Sorrow lined his brows. Anger supplanted it. “I did all that, and yet you stand there and tell me I do not know you?”
She inhaled and embarked on the more rational portion of her revelations. “Still not, no. You see the morning after you left Montmartre to come here, I packed my belongings and with Patricia Farmer’s help, I found a vacant room in a flat in the Rue Clichy. I rented it for the remainder of the month.”
That made him blink.
“I did not return to Rue Haussmann. And I won’t go back except now and then as a visitor or a dinner guest.”
He didn’t say a word, but crossed his arms again.
“Yesterday, I went to visit Montand.”
“Good for you.”
“He sold my portrait of you to the Mayor of Calais.”
Andre pursed his lips. And did he fight a grin? “I hope you got a decent fee.”

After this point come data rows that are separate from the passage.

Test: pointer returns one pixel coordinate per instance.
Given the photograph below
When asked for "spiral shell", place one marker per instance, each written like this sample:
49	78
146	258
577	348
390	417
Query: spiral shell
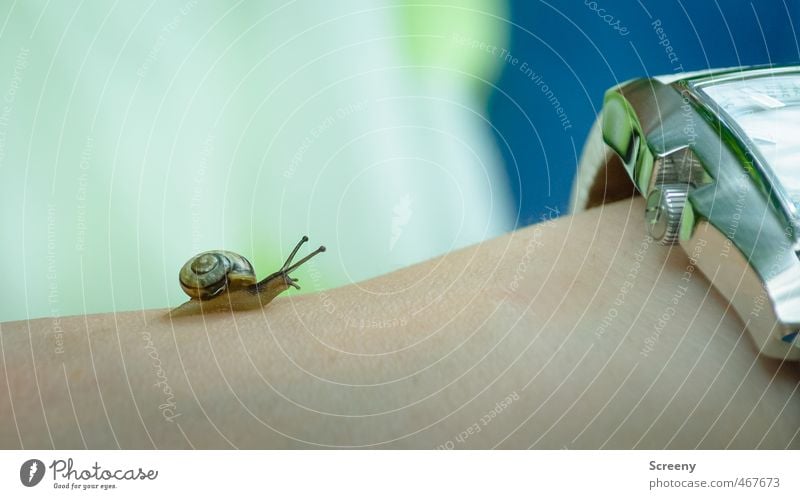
211	273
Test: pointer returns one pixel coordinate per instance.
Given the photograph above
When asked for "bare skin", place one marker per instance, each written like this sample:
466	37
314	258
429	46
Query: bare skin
548	337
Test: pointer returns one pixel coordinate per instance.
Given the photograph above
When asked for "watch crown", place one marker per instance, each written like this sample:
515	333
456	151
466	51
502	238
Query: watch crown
664	211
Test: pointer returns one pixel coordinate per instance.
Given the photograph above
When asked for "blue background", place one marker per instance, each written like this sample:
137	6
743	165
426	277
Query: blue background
579	55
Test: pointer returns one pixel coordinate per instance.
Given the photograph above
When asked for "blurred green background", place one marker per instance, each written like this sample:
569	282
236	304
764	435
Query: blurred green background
136	134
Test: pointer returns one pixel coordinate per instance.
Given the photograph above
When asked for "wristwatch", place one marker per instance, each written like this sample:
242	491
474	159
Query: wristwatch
716	155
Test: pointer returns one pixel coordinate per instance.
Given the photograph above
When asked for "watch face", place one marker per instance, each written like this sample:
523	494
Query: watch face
767	109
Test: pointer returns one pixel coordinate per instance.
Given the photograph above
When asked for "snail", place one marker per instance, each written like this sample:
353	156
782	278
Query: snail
224	280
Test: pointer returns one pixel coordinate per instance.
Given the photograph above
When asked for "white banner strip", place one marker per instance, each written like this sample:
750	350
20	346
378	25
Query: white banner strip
401	474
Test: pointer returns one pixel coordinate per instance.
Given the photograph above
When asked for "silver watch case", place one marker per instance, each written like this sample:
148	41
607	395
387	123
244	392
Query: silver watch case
734	219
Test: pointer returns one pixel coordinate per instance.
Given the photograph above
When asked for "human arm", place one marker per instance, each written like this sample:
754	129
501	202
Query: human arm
417	357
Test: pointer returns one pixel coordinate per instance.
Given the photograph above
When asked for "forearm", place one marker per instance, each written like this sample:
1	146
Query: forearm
553	318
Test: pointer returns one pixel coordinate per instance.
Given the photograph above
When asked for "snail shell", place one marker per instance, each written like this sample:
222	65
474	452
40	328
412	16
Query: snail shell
211	273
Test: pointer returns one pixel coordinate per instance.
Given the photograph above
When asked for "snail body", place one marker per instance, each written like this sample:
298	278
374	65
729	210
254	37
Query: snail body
223	280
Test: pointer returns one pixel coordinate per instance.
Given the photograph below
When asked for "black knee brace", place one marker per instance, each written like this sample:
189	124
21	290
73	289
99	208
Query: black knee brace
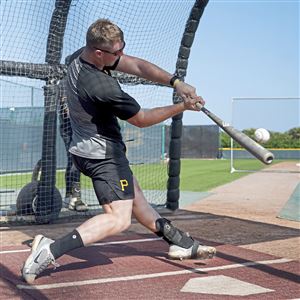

“I did. And there is more. Montand likes my other works.”
“Which?”
“The ones you told me to take to him. The best ones from each day. Remember you made me promise to take them to him and say he could not have them?”
His pride lit his features. “I do. Yes.”
She swallowed and screwed up her courage for this last foray against his defenses. “With my fees, I want to venture out, take a holiday. I want to go south.”
“What? Where?”
“Provence. I will rent a house. Patricia tells me it is so warm there, the sun is so close, the colors so intense, it blazes through you. Sears you, forges you into a different being. I want to go. Walk through fields of lavender and—”
“You earned this much money from the sale of your sketch?”
“No! But I have savings plus Uncle Killian gave me what was to be my dowry.”